Assembling a query optimizer with Apache Calcite

Written by

Vladimir Ozerov

December 15, 2020

Assembling a query optimizer with Apache Calcite

Abstract

Apache Calcite is a dynamic data management framework with SQL parser, optimizer, executor, and JDBC driver.

Many examples of Apache Calcite usage demonstrate the end-to-end execution of queries using JDBC driver, some built-in optimization rules, and the `Enumerable` executor. Our customers often have their own execution engines and JDBC drivers. So how to use Apache Calcite for query optimization only, without its JDBC driver and `Enumerable` executor?

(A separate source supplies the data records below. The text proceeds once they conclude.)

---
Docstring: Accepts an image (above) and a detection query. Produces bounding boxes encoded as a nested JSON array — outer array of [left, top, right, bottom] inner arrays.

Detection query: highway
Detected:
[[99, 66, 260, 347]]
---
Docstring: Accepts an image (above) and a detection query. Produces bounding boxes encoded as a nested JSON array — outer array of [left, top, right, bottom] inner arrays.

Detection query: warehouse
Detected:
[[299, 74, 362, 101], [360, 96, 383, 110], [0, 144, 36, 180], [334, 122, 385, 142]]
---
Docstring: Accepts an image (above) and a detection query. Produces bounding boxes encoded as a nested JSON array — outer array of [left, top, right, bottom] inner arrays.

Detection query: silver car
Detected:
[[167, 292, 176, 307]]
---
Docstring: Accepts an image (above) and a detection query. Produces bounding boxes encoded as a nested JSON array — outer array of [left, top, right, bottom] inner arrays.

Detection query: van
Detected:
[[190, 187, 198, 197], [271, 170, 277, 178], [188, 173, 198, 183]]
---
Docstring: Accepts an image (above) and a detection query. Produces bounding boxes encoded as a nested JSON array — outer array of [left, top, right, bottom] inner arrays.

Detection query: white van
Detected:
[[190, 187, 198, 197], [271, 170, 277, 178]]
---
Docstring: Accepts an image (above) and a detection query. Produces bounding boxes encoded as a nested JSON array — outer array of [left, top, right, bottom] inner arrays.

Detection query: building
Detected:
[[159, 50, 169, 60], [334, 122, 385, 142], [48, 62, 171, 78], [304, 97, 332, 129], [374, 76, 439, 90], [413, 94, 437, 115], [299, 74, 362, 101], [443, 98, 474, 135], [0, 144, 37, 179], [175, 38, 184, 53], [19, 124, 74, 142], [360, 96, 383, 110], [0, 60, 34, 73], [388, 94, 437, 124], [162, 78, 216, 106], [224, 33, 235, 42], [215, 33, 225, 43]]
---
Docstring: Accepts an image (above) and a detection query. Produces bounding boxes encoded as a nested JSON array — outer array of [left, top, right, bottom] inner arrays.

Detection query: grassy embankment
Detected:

In this tutorial, we create a simple query optimizer using internal Apache Calcite classes.

Schema

First, we need to define the schema. We start with a custom table implementation. To create a table, you should extend Apache Calcite's `AbstractTable`. We pass two pieces of information to our table:

  1. Field names and types that we will use to construct the row type of the table (required for expression type derivation).
  2. An optional `Statistic` object that provides helpful information for query planner: row count, collations, unique table keys, etc.

Our statistic class exposes only row count information.


public class SimpleTableStatistic implements Statistic {

    private final long rowCount;
    
    public SimpleTableStatistic(long rowCount) {
        this.rowCount = rowCount;
    }
    
    @Override
    public Double getRowCount() {
        return (double) rowCount;
    }
    
    // Other methods no-op
}

We pass column names and types to our table class to construct the row type, which Apache Calcite uses to derive data types of expressions.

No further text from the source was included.